Washington — widely criticized for detaining 290 terror suspects without trial at its Cuban military prison — urged Malaysia to give a fair trial to the five Indians arrested Thursday under the Internal Security Act, which also allows for indefinite detention.
Najib said the activists were detained because they had continued to violate the law despite receiving several warnings.

The five are senior members of the Hindu Rights Action Force, or Hindraf, which sparked fears of ethnic unrest in this multicultural country when it held a street protest Nov. 25 that drew at least 20,000 minority Indians demanding racial equality. Police used tear gas and water cannons to quell the rally.

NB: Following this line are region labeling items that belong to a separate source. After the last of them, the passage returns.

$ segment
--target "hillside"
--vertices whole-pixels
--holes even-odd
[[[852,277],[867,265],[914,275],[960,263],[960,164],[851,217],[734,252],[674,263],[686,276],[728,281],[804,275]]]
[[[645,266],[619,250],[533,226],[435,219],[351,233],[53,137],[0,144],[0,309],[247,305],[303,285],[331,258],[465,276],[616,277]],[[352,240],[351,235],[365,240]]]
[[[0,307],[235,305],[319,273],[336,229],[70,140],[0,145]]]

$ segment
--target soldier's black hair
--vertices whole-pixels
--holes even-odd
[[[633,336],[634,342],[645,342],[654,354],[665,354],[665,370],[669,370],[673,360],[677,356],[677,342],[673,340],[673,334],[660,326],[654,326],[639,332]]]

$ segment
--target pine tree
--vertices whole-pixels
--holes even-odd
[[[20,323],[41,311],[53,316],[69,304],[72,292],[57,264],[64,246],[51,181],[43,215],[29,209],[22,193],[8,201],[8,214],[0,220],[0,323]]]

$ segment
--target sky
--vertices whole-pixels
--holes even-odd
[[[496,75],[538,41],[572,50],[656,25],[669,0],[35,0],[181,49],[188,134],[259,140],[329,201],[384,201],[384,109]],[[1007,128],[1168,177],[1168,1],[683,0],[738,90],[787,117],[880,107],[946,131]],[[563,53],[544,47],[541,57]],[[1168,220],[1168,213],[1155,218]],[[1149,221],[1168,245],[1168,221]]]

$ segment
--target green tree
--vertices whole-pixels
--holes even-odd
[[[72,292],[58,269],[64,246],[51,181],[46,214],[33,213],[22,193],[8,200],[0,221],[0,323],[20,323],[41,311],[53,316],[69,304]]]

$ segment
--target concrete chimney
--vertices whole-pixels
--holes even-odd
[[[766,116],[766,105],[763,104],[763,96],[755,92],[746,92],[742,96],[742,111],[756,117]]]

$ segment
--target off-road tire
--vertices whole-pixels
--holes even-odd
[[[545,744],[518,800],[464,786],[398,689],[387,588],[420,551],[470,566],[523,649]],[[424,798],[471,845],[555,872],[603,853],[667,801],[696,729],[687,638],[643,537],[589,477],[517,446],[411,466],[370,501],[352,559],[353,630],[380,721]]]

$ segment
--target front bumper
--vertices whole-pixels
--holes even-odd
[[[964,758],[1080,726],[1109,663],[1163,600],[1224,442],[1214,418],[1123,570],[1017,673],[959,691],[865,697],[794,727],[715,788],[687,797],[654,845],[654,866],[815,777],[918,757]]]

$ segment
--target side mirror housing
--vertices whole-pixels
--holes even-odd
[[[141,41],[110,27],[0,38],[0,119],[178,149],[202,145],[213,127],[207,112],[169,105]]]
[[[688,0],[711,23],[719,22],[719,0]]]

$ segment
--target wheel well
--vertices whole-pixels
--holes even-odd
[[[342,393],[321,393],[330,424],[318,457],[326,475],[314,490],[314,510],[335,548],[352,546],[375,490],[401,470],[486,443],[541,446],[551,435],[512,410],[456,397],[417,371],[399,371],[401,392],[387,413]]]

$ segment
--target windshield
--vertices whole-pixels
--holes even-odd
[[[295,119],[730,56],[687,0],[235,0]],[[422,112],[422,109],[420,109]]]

"The major section of the public had demanded that the government take sterner action much earlier, but we have been very patient and quite tolerant," Najib was quoted as saying.
"We have always said people must obey the law. Nobody is above the law. So when the ISA was used, it should not have come as a surprise," he added.
The arrests sparked criticisms from opposition parties and local rights groups, which accused the government of abusing the law to curb dissent.

Najib and his officials couldn't be reached Saturday for comments.
Ethnic Indians make up about 8 percent of Malaysia's 27 million people and are at the bottom of the social and economic scale. Malays comprise some 60 percent and control the government. Ethnic Chinese are about a quarter of the population and dominate business.
The government denies discriminating against Indians, but Hindraf insists an affirmative action program that gives privileges to the Muslim Malay majority in business, jobs and education is tantamount to unfair treatment.

Hindraf chairman P. Waytha Moorthy, who is abroad to seek support, has pledged to maintain the group's peaceful campaign against discrimination.

http://www.iht.com/articles/ap/2007/12/15/asia/AS-GEN-Malaysia-US-Indian-Unrest.php

Seals: But how come Malaysia can comment on others?